Fermionic measurement-based quantum computation

Fermions, as a major class of quantum particles, provide platforms for quantum information processing beyond the possibilities of spins or bosons, which have been studied more extensively. One particularly interesting model to study, in view of recent progress in manipulating ultracold fermion gases, is the fermionic version of measurement-based quantum computation (MBQC), which implements full quantum computation with only single-site measurements on a proper fermionic many-body resource state. However, it is not known which fermionic states can be used as the resource states for MBQC and how to find them. In this paper, we generalize the framework of spin MBQC to fermions. In particular, we provide a general formalism to construct many-body entangled fermion resource states for MBQC based on the fermionic projected entangled pair state representation. We give a specific fermionic state which enables universal MBQC and demonstrate that the nonlocality inherent in fermion systems can be properly taken care of with suitable measurement schemes. Such a framework opens up possibilities of finding MBQC resource states which can be more readily realized in the laboratory.

Figure 1

Teleportation of one-qubit unitary gates. The qubits are denoted by dots and the entangled pair is depicted by a dashed line. The big circle represents the input end and qubits inside it are measured together. After measuring qubits 1 and 2 together, information in qubit 1 flows to qubit 3.

Figure 2

Teleportation of the two-qubit controlled operation $U_{ph}$. As shown in the figure, qubit 1 is the control qubit and qubit 5 is the target qubit. After proper three-qubit measurements are implemented on qubits 1, 2, and 3 and 4, 5, and 6, respectively, $U_{ph}$ gets teleported from qubits 1 and 5 to qubits 7 and 8.

Figure 3

Illustration of a 1D PEPS. The virtual space consists of left and right boundaries $|L\rangle$, $|R\rangle$, and virtual spins entangled in ${\sum }_{i=0}^{D-1}|ii\rangle$. The big circle represents an on-site projection where virtual spins inside are projected together to the physical space.

Figure 4

Representation of a 2D PEPS with input modes on the left boundaries.

Figure 5

Teleportation of two-mode fermionic unitary gates.

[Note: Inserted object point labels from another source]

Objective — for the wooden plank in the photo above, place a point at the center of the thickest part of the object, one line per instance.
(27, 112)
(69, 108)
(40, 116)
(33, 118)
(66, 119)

Fermionic modes are depicted as white dots, and entangled mode pairs are represented by a dashed line. Input modes 1 and 3 are in state $|{\psi }_{13}\rangle =\left(m_0\right|\Omega \rangle +m_1{\alpha }_1^{†}{\alpha }_3^{†}|\Omega \rangle )$, where mode 1 carries the information and mode 3 preserves the parity of mode 1.

Figure 6

Teleportation of the four-mode controlled operation. Input modes 1 and 9 are the fermionic analogs of the control and target, and modes 3 and 11 are the parity modes corresponding to 1 and 9, respectively. After measurements on modes $1–6$ and $7–12$ are implemented, the gate is teleported to modes $13–16$.

Figure 7

Representation of the 2D fPEPS simple example resource state. The lattice consists of boundary modes on the left and entangled mode pairs connecting every site.

Figure 8

Labeling of modes on a site. Modes on the left are labeled $\alpha {\alpha }^{\prime }$, modes on the right are $\beta {\beta }^{\prime }$, modes at the top are $\delta {\delta }^{\prime }$, and modes at the bottom are $\gamma {\gamma }^{\prime }$.

Figure 9

Representation of a 2D fPEPS with $k=1$. The lattice has only one bond per direction.

Figure 10

Illustration of boundary changes after measurement on site $(1,1)$. The boundary originally on site $(1,1)$ moves to site $(1,2)$ and site $(2,1)$. The new boundaries are $B_{i,1}(i\ne 1)$ and $R_{11}$.